Андрей Сергеевич и молодой ученый смотрели друг другу в глаза. Офицер – выжидательно, погруженный в раздумья, юноша – упрямо, закусив губу, чтобы не дать воли своим чувствам.
– Идем. Будем решать, что с тобой делать, – совсем не зло и как-то устало сказал Рябушев.
Они вышли в коридор и пошли на второй этаж, но снова не дошли, по дороге к командиру подошел один из часовых.
– Разрешите обратиться! Евгений Коровин пришел в себя, требует врача.
– Так. Ты – за Геннадием, – полковник кивнул солдату, потом повернулся к Диме:
– А ты – со мной. Шагом марш.
Они вновь поднялись на первый этаж, остановились у двери карцера.
– Вмешаешься – накажу, – предупредил Дмитрия Рябушев. Юноша отошел в сторону и замер у стены.
Через несколько минут явился Доктор Менгеле, и почти сразу после него в коридоре показалась Марина.
Она пошатывалась на ходу, была бледна, как смерть. Скользнула взглядом почти равнодушно по нашитому на рубашке Димы номеру и встретилась с ним глазами. В них было такое беспросветное отчаянье и скорбь, что юноша не смог выдержать этот взгляд, отвернулся.
– Ну, вот, собственно, и момент истины.
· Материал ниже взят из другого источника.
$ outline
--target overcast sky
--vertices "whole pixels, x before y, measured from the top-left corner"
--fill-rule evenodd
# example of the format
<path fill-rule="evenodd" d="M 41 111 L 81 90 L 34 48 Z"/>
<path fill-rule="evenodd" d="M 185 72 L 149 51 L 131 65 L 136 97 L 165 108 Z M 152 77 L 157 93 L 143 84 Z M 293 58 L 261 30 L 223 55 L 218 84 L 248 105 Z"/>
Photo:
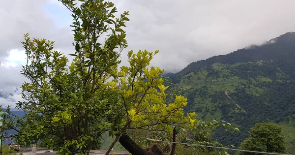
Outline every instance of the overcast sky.
<path fill-rule="evenodd" d="M 189 63 L 260 44 L 295 31 L 295 0 L 115 0 L 129 11 L 127 52 L 159 50 L 151 65 L 177 72 Z M 26 80 L 20 41 L 23 34 L 55 40 L 56 49 L 74 51 L 70 12 L 58 0 L 1 0 L 0 5 L 0 104 L 21 99 Z M 123 61 L 123 64 L 126 61 Z"/>

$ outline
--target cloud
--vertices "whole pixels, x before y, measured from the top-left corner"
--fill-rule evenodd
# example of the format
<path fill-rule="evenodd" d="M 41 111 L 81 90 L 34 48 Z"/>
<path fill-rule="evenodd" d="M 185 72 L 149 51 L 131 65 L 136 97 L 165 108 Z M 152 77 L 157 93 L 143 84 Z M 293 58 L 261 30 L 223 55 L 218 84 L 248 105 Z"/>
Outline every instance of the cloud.
<path fill-rule="evenodd" d="M 176 72 L 189 63 L 261 44 L 295 29 L 295 1 L 115 0 L 129 10 L 128 49 L 160 50 L 152 64 Z"/>

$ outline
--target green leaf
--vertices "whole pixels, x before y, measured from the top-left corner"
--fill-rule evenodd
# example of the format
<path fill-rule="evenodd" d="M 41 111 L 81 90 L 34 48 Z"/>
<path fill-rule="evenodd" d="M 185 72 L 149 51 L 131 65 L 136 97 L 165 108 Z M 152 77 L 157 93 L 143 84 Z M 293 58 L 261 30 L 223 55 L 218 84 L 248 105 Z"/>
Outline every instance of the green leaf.
<path fill-rule="evenodd" d="M 124 21 L 130 21 L 130 20 L 129 19 L 129 18 L 127 18 L 126 17 L 124 17 L 123 18 L 123 20 L 124 20 Z"/>
<path fill-rule="evenodd" d="M 80 45 L 78 43 L 78 42 L 76 43 L 76 45 L 75 46 L 75 49 L 76 50 L 76 51 L 80 52 Z"/>
<path fill-rule="evenodd" d="M 118 28 L 116 30 L 116 31 L 118 32 L 124 32 L 124 31 L 120 28 Z"/>

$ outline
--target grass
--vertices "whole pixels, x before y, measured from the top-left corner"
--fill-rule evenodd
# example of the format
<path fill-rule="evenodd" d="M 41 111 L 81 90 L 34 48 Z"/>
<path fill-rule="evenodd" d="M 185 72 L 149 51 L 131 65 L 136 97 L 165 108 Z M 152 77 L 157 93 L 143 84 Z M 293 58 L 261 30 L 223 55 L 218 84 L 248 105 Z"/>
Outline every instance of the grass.
<path fill-rule="evenodd" d="M 105 132 L 103 134 L 102 139 L 101 140 L 101 150 L 108 150 L 110 146 L 112 144 L 116 137 L 112 137 L 112 136 L 109 136 L 108 132 Z M 125 151 L 123 148 L 120 145 L 118 142 L 115 144 L 114 147 L 114 150 L 115 151 Z"/>

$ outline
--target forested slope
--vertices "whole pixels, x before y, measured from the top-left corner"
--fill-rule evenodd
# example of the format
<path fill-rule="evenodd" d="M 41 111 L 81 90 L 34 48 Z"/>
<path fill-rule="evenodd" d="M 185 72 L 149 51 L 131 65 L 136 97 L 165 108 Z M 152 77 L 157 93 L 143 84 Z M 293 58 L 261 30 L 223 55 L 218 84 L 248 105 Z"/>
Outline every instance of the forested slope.
<path fill-rule="evenodd" d="M 255 123 L 274 122 L 295 153 L 295 33 L 261 46 L 193 62 L 168 75 L 173 89 L 184 88 L 186 111 L 200 118 L 233 123 L 240 133 L 216 132 L 213 137 L 237 146 Z"/>

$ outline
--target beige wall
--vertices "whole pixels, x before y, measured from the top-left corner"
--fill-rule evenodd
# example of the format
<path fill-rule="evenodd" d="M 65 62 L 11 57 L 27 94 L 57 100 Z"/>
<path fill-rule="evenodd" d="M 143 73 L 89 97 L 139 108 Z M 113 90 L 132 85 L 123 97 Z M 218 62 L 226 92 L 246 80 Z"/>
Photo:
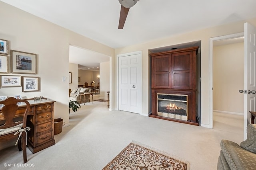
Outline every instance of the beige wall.
<path fill-rule="evenodd" d="M 0 96 L 41 96 L 54 100 L 54 117 L 68 124 L 70 45 L 111 57 L 114 56 L 114 49 L 1 1 L 0 16 L 0 39 L 9 41 L 9 52 L 12 49 L 37 55 L 36 74 L 11 74 L 10 55 L 9 73 L 1 74 L 38 76 L 40 80 L 38 92 L 22 92 L 22 87 L 0 88 Z M 66 82 L 62 81 L 63 76 L 67 78 Z M 2 146 L 0 143 L 0 149 Z"/>
<path fill-rule="evenodd" d="M 243 114 L 244 43 L 213 49 L 213 109 Z"/>
<path fill-rule="evenodd" d="M 108 99 L 107 92 L 110 90 L 110 64 L 109 62 L 100 63 L 100 98 Z"/>
<path fill-rule="evenodd" d="M 71 73 L 71 83 L 69 83 L 69 88 L 71 90 L 77 88 L 78 86 L 78 64 L 77 64 L 69 63 L 69 72 Z M 68 77 L 67 78 L 68 82 Z"/>
<path fill-rule="evenodd" d="M 244 23 L 248 21 L 254 26 L 256 26 L 256 19 L 249 20 L 222 25 L 200 29 L 180 35 L 176 35 L 165 39 L 143 44 L 134 45 L 129 47 L 116 49 L 115 56 L 118 55 L 130 53 L 133 51 L 142 51 L 142 86 L 148 87 L 150 88 L 150 82 L 149 71 L 150 66 L 148 50 L 160 47 L 182 44 L 185 43 L 201 41 L 201 125 L 209 127 L 210 113 L 209 108 L 209 39 L 211 37 L 222 35 L 240 33 L 244 31 Z M 116 59 L 114 61 L 115 64 Z M 117 75 L 115 75 L 116 77 Z M 116 84 L 116 79 L 115 80 Z M 115 90 L 116 92 L 117 89 Z M 150 89 L 142 88 L 142 114 L 149 113 L 150 110 Z M 115 101 L 115 108 L 118 106 L 117 101 Z"/>

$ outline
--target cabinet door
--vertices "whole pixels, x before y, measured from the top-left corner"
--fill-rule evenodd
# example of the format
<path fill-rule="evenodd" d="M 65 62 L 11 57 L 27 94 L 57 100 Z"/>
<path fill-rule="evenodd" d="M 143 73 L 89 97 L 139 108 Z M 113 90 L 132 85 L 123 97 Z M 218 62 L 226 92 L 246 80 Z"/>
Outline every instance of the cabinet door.
<path fill-rule="evenodd" d="M 170 88 L 171 55 L 152 58 L 153 88 Z"/>
<path fill-rule="evenodd" d="M 172 55 L 171 88 L 193 89 L 193 75 L 195 69 L 194 56 L 193 51 Z"/>

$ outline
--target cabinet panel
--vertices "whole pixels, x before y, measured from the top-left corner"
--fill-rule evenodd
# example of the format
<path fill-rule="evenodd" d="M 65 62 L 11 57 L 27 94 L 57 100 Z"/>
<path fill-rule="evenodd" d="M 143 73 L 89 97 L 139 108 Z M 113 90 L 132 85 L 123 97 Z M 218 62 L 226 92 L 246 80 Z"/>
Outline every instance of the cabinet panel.
<path fill-rule="evenodd" d="M 172 56 L 173 70 L 189 71 L 191 54 L 191 52 L 173 54 Z"/>
<path fill-rule="evenodd" d="M 190 74 L 188 73 L 174 73 L 173 86 L 174 88 L 188 89 L 190 86 Z"/>
<path fill-rule="evenodd" d="M 155 58 L 155 72 L 169 72 L 170 71 L 169 57 L 171 55 L 157 56 Z"/>
<path fill-rule="evenodd" d="M 169 74 L 158 74 L 155 75 L 155 86 L 169 87 Z"/>
<path fill-rule="evenodd" d="M 192 51 L 173 54 L 172 56 L 172 87 L 175 89 L 192 89 Z"/>
<path fill-rule="evenodd" d="M 153 86 L 169 88 L 171 87 L 170 66 L 171 55 L 156 56 L 152 58 Z"/>

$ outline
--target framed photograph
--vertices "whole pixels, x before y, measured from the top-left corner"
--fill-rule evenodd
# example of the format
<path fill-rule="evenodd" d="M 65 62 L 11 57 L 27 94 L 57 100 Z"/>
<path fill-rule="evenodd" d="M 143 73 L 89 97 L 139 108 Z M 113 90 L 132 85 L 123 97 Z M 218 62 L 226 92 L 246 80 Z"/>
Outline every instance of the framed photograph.
<path fill-rule="evenodd" d="M 72 73 L 70 72 L 68 74 L 68 81 L 70 83 L 72 83 Z"/>
<path fill-rule="evenodd" d="M 20 76 L 1 75 L 1 87 L 18 87 L 21 86 Z"/>
<path fill-rule="evenodd" d="M 15 98 L 16 98 L 17 99 L 21 99 L 21 97 L 20 97 L 20 95 L 15 96 Z"/>
<path fill-rule="evenodd" d="M 8 56 L 0 55 L 0 72 L 8 72 Z"/>
<path fill-rule="evenodd" d="M 8 41 L 0 39 L 0 54 L 8 54 Z"/>
<path fill-rule="evenodd" d="M 7 96 L 0 96 L 0 101 L 4 100 L 7 98 Z"/>
<path fill-rule="evenodd" d="M 22 77 L 22 92 L 38 91 L 38 77 Z"/>
<path fill-rule="evenodd" d="M 12 73 L 36 74 L 36 54 L 11 50 Z"/>

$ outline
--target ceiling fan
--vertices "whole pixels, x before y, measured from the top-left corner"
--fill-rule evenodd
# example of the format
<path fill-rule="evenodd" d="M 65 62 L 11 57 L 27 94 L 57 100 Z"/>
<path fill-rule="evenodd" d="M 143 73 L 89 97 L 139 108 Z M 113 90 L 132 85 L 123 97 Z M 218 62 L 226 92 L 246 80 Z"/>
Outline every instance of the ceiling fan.
<path fill-rule="evenodd" d="M 136 4 L 138 0 L 118 0 L 121 5 L 118 29 L 123 29 L 130 8 Z"/>

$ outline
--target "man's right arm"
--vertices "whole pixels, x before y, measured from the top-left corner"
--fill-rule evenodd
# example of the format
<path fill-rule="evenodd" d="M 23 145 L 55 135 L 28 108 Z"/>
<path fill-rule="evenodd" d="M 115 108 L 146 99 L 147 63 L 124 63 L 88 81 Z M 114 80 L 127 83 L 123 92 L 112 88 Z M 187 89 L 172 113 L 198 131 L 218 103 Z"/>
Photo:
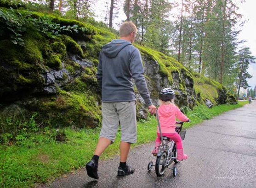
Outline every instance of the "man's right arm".
<path fill-rule="evenodd" d="M 98 70 L 96 73 L 96 78 L 98 81 L 98 85 L 99 88 L 101 91 L 102 87 L 102 53 L 100 53 L 100 56 L 99 57 L 99 64 L 98 64 Z"/>
<path fill-rule="evenodd" d="M 146 106 L 151 114 L 155 113 L 156 108 L 152 104 L 150 96 L 148 93 L 147 82 L 144 76 L 144 69 L 140 52 L 137 48 L 134 50 L 130 59 L 130 69 L 132 78 L 141 96 L 144 99 Z"/>

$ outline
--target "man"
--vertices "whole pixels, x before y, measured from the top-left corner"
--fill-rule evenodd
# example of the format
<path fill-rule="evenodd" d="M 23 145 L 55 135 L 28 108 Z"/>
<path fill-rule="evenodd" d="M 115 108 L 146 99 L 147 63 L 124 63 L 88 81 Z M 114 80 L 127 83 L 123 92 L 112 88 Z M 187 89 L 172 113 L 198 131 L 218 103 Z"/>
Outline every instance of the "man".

Сейчас нужно будет решить, что делать с твоим пленником, – обратился к женщине полковник. – Открывайте, что ли.
Часовой открыл дверь карцера, Алексеева бросилась туда, упала на колени перед Женей, обняла его, что-то говорила тихо-тихо, так, что не разобрать было слов, утешала.
Рябушев раздраженно посмотрел на нее, велел отойти.
– Хватит! Евгений совершил преступление, он за него ответит. Ты больше не будешь его выгораживать. Надоело! – рыкнул полковник.
Доктор Менгеле вошел в карцер, Дима не видел, что там происходит, но оттуда послышался настолько отчаянный крик, что у юноши похолодело внутри.
Марина стояла у стены, сжимала кулаки и кусала губы, но не вмешивалась.
Геннадий вышел из камеры и насмешливо взглянул на женщину.
– А ты жестокая. Твой несчастный Женечка умирает, и подыхать он будет долго и мучительно. Медикаменты нынче в цене, зачем продлять страдания того, кто уже обречен? Не лучше ли пустить ему пулю в лоб? – протянул ученый.
– Спасите его! Гена, пожалуйста, я сделаю что угодно, только спасите его!
Дима смотрел на ее перекошенное страданием лицо, каждая клеточка в нем отзывалась на ту душевную боль, которая мучила Марину. Новое, непривычное чувство заставляло его бесконечно думать, изводило и тревожило, но вместе с тем он ощущал, как просыпается окаменевшая за многие годы душа.
Доктор Менгеле бросил недовольный взгляд на своего ученика, но сейчас его больше заботила Алексеева.
– Зачем? Чтобы он прожил еще месяц и все равно отправился к праотцам? У него отказали почти все системы организма. Забавный опыт вышел. Острый токсический гепатит развился всего за два дня, повышенная возбудимость нервных окончаний, риск инфаркта. В любой момент он может загнуться от болевого шока. Вот если бы он был моим образцом…
– Нет! Это вы его убили! Это все из-за того транквилизатора! – в отчаянии закричала Марина, совершенно лишившись самообладания.
Дмитрий опустился на корточки у стены, больше всего на свете ему хотелось исчезнуть, не существовать больше.
«Это сделал я. Убийца, убийца! Женя, прости меня… Прости меня… Прости меня…» – он, как молитву, повторял одну и ту же фразу. Ему было плохо, как никогда раньше. Если бы сейчас Доктор Менгеле приказал пытать его, бывшему ученому стало бы легче. И от таких мыслей становилось еще хуже.